Titik Kritis Pendidikan

Oleh: HENDRA SUGIANTORO
Dimuat di Opini Radar Jogja, Kamis 18 Juni 2009

HASIL ujian nasional (UN) SMA/MA/SMK telah diumumkan akhir pekan lalu (13/6). Adapun untuk siswa-siswa SMP/MTs akan diumumkan akhir pekan ini (20/6). Bagi siswa-siswa yang telah mengetahui hasil UN akan menerima dengan perasaan suka ria sekaligus duka. Perasaan suka ria bagi yang dinyatakan lulus, perasaan duka bagi yang tidak lulus. Angka kelulusan yang meningkat tentu menjadi kebanggaan pemerintah (Depdiknas) yang memang bagaikan karang terus bersikukuh mempertahankan UN sebagai indikator kelulusan. Dilihat dari sisi akademik, kelulusan siswa dalam UN sepertinya merupakan prestasi membanggakan. Terlepas dilakukan dengan cara seperti apa, kelulusan UN telah menjadi tujuan bagi siswa dan pihak sekolah. Pertanyaannya kemudian, siapakah yang harus bersedih menyaksikan fakta UN dengan hasil seperti apapun selain siswa yang tidak lulus?

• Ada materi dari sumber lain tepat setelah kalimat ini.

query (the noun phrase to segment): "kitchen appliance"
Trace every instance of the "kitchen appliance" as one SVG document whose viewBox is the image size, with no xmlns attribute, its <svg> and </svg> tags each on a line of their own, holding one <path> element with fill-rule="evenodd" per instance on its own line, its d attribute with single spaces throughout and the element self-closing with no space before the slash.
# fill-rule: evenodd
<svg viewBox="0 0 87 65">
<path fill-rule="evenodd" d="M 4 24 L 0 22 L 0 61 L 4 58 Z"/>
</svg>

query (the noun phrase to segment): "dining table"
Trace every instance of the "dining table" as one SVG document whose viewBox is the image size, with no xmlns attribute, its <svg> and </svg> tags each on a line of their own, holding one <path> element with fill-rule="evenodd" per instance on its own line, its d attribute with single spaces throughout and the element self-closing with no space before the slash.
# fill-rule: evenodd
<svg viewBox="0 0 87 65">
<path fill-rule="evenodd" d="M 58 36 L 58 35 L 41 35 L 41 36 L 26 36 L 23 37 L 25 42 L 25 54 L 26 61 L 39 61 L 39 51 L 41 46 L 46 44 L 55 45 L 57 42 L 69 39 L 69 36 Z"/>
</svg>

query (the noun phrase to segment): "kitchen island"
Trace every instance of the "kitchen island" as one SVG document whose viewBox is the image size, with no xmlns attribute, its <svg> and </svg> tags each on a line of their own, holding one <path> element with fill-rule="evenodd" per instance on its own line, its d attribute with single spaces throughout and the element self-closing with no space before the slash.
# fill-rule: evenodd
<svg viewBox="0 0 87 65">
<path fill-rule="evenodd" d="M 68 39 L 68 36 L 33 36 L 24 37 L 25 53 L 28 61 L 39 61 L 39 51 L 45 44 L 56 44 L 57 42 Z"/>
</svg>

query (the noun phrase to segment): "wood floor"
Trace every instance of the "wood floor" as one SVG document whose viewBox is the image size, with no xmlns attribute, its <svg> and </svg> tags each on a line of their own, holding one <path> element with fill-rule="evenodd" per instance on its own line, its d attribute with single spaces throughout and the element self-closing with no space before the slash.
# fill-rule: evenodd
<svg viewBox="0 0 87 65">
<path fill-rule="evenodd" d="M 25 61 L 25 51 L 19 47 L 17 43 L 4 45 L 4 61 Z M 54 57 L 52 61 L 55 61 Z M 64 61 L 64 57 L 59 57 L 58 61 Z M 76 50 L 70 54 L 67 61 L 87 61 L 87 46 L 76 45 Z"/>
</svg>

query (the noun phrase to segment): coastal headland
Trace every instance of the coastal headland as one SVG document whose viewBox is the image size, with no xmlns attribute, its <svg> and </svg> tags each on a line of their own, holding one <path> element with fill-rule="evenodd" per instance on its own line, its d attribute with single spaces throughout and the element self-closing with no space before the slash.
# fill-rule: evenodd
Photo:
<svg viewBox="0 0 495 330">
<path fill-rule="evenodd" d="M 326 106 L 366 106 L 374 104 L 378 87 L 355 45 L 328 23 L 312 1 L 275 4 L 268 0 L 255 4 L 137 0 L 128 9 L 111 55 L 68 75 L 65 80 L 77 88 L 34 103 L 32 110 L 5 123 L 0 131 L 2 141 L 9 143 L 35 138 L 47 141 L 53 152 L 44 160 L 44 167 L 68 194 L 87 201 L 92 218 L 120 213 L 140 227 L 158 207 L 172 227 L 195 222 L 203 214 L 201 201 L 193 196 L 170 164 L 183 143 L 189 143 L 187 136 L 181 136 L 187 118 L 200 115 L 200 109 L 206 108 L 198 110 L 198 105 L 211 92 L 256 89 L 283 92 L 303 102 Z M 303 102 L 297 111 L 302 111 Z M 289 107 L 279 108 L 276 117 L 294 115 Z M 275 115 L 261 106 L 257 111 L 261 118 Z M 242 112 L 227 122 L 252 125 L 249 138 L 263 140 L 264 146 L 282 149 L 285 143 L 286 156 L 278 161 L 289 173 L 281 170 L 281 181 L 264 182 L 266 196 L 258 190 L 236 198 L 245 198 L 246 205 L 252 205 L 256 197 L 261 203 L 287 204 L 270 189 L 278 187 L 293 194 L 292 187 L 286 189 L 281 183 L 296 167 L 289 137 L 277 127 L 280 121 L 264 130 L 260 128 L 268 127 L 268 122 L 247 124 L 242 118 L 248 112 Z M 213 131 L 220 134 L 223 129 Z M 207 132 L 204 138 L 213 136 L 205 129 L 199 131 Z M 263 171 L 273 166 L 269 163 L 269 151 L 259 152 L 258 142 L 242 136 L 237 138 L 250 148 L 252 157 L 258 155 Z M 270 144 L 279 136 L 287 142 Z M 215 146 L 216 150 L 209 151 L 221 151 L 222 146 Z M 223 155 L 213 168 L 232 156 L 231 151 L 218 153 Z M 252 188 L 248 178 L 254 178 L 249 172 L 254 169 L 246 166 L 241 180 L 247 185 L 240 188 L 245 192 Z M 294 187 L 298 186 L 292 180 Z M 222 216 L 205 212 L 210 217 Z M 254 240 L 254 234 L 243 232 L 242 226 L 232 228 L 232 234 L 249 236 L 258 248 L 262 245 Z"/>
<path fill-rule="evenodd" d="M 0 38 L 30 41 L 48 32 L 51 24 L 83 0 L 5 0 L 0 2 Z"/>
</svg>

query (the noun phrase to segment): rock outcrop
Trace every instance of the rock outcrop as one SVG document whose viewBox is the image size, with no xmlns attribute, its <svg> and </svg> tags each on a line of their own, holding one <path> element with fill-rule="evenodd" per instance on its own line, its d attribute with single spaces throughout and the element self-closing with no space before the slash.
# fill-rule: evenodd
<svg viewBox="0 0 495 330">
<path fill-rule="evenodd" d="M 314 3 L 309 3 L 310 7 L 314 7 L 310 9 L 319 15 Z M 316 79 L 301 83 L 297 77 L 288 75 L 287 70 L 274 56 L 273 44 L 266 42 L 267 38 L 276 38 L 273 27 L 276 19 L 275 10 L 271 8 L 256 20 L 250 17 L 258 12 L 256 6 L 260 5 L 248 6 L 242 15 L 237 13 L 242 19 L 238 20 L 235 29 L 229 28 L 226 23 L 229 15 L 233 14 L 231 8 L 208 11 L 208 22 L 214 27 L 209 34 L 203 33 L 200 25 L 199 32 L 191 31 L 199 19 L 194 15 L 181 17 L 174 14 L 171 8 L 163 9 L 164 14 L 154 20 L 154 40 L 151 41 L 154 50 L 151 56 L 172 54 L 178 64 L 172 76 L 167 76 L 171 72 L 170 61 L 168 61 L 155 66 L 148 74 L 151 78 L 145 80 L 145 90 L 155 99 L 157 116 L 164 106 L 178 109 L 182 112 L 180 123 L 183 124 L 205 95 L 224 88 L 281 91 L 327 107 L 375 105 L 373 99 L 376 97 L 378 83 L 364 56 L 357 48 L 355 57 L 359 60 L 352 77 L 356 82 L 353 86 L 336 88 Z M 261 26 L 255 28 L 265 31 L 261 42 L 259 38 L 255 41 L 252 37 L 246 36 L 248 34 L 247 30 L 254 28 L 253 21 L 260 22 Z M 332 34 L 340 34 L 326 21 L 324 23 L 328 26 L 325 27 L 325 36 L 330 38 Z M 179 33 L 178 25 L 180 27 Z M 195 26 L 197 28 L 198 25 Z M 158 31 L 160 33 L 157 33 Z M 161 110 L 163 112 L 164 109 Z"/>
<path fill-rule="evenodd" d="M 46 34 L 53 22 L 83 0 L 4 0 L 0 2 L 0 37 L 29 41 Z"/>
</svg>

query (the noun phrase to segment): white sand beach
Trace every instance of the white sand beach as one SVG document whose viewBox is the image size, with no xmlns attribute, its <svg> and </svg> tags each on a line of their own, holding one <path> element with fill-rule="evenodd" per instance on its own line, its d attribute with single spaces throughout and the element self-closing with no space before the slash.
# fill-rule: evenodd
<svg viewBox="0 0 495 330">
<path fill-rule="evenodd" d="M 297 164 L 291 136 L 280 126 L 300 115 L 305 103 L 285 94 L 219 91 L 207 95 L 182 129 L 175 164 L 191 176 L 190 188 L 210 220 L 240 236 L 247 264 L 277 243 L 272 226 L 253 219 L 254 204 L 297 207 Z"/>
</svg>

Pendidikan di negeri ini harus dikatakan tengah mengalami titik kritis. Tanpa kesadaran dari berbagai pihak, wajah negara di masa mendatang akan turut merasakan dampaknya. Pendidikan sebagai proses pembudayaan dan karakterisasi bangsa seolah-olah kehilangan makna akibat pendewaan angka. Memang perolehan angka kuantitatif penting, tapi menyempitkan tujuan pendidikan pada ”keelokan” angka-angka di lembar ijazah bisa menciptakan bumerang. Siapa pun layak bersedih menyaksikan proses pendidikan di sekolah sekadar menggenjot siswa pada kemampuan menghafal, bahkan malah sekadar latihan soal-soal ujian.

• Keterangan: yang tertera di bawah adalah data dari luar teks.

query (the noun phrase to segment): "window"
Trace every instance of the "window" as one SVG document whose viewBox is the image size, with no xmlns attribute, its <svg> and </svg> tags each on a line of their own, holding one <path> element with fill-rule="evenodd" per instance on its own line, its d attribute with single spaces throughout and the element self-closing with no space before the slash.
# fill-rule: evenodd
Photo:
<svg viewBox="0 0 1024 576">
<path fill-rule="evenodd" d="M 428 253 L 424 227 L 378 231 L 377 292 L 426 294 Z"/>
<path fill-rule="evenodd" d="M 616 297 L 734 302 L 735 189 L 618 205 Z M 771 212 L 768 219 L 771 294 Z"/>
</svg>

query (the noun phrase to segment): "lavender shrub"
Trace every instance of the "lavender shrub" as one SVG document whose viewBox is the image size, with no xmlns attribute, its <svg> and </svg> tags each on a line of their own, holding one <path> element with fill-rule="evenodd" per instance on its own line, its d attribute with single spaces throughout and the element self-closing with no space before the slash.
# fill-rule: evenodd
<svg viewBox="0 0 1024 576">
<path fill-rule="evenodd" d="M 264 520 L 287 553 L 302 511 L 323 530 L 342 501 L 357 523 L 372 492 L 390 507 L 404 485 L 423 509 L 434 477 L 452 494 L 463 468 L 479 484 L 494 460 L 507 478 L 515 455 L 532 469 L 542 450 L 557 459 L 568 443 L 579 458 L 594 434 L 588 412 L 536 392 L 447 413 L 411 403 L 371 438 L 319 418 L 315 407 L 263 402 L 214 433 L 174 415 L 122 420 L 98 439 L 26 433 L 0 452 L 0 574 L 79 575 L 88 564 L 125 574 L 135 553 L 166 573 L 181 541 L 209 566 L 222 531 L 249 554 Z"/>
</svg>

Pendidikan yang berada pada titik kritis sebenarnya sudah tampak di lapangan dan seharusnya menjadi perenungan. Kita saksikan, misalnya, luapan kegembiraan siswa-siswa yang lulus UN seakan-akan miskin empati terhadap siswa-siswa yang tidak lulus. Dengan perasaan bangga, siswa-siswa yang lulus UN berhura-hura di jalanan. Paradigma kompetisi yang ditanamkan kuat melalui proses pendidikan telah menciptakan penyakit individualisme. Siapa pun berpikir untuk dirinya dan kegagalan orang lain bukan urusannya. Wajah masyarakat yang tiada saling peduli tak dimungkiri merupakan dampak dari pendidikan selama ini yang lebih menekankan persaingan dan kepuasan prestasi secara individual. Sikap mental pragmatis pun didapatkan dari pendidikan di sekolah dengan menghalalkan segala cara demi mencapai tujuan kelulusan. Tanpa disadari, pendidikan malah menjadi produsen calon-calon koruptor di masa depan. Pendidikan yang berada pada titik kritis juga tampak dari tak meredanya tawuran antar pelajar, pelajar yang berlagak sok preman, dan keterlibatan pelajar dalam kriminalitas.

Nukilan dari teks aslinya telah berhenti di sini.